CLEAR	30 mm (beams) 40 mm (columns)	The clear distance between to the main member reinforcement. Tip: If you want to specify the clear distance to ties or stirrups, include the full diameter of those in this value. For example, columns with 35 mm clear and 8 mm ties should use `CLEAR 43`.
CLT	25 mm	The clear cover for the outermost top reinforcement in beams. Tip: If you want to specify the clear distance to ties or stirrups, include the full diameter of those in this value. For example, beams with 25 mm clear and 8 mm ties should use `CLT 33`.
DEPTH	YD	Total depth to be used for design. This value defaults to `YD` as provided under `MEMBER PROPERTIES`.
EFACE	0.0	Face of support location at end of beam. The parameter can also be used to check against shear at any point from the end of the member. Note: Both `SFACE` and `EFACE` are input as positive numbers.
ELZ	1.0	Ratio of effective length to actual length of column about major axis.
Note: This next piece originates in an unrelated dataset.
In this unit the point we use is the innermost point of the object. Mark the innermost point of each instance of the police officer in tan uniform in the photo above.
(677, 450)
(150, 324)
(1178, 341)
See Note b below.
ELY	1.0	Ratio of effective length to actual length of column about minor axis. See Note b below.
ENSH	0.0	Perform shear check against enhanced shear strength as per Cl. 40.5 of IS456:2000. ENSH = 1.0 means ordinary shear check to be performed ( no enhancement of shear strength at sections close to support) For ENSH = a positive value(say x ), shear strength will be enhanced up to a distance x from the start of the member. This is used only when a span of a beam is subdivided into two or more parts. (Refer note ) For ENSH = a negative value(say –y), shear strength will be enhanced up to a distance y from the end of the member. This is used only when a span of a beam is subdivided into two or more parts.(Refer note) If default value (0.0) is used the program will calculate Length to Overall Depth ratio. If this ratio is greater than 2.5, shear strength will be enhanced at sections (<2d) close to support otherwise ordinary shear check will be performed.
FC	30 N/mm²	Concrete Yield Stress.
FYMAIN	415 N/mm²	Yield Stress for main reinforcing steel.
FYSEC	415 N/mm²	Yield Stress for secondary reinforcing steel.
MINMAIN	10 mm	Minimum main reinforcement bar size.
MAXMAIN	60 mm	Maximum main reinforcement bar size.
MINSEC	8 mm	Minimum secondary reinforcement bar size.
MAXSEC	12 mm	Maximum secondary reinforcement bar size.
METHOD	0	Consider minimum eccentricity one axis at a time: 0) Do not consider 1) Consider as per Cl 25.4 of IS 456:2000
MFACE	0	Design beam for flexure at any point along the length of the beam as specified by `SFACE` and `EFACE` parameters. 0) (Off) Do not design at sections 1) (On) Design at specified sections from start and end of the members assigned. Note: If `SFACE` and `EFACE` sections are not previously defined, then the output will present a warning and no flexure design will be performed (i.e., the MFACE parameter is ignored).
RATIO	4.0	Maximum percentage of longitudinal reinforcement in columns.
REINF	0.0	Tied column. A value of 1.0 will mean spiral reinforcement.
RENSH	0.0	Distance of the start or end point of the member from its nearest support. This parameter is used only when a span of a beam is subdivided into two or more parts. (Refer note)
RFACE	4	2) Two faced distribution about major axis. 3) Two faced distribution about minor axis. 4) Longitudinal reinforcement in column is arranged equally along 4 faces.
SFACE	0.0	Face of support location at start of beam. It is used to check against shear at the face of the support in beam design. The parameter can also be used to check against shear at any point from the start of the member.
SPSMAIN	25 mm	Minimum clear distance between main reinforcing bars in beam and column. For column center to center distance between main bars cannot exceed 300 mm.
TORSION	0.0	0) torsion to be considered in beam design. 1) torsion to be neglected in beam design.
TRACK	0	Specify the level of detail in the output: 0) Beam and Column Design - Minimum details 1) Beam Design - Intermediate level details; Column Design - `TRACK 0` detail and column interaction 2) Beam Design - `TRACK 1` detail and steel required at 1/12th sections; Column Design - `TRACK 1` detail and interaction diagram
ULY	1.0	Ratio of unsupported length to actual length of column about minor axis. See Note c below.
ULZ	1.0	Ratio of unsupported length to actual length of column about major axis. See Note c below.
WIDTH	ZD	Width to be used for design. This value defaults to `ZD` as provided under `MEMBER PROPERTIES`.

Notes

You may specify reinforcing bar combinations through the BAR COMBINATION command. Refer to D8.E.7 Bar Combination for details.
ELY and ELZ parameters are used to calculate effective length of column to find whether it is a short or long column. Please refer CL 25.1.2 of IS456:2000.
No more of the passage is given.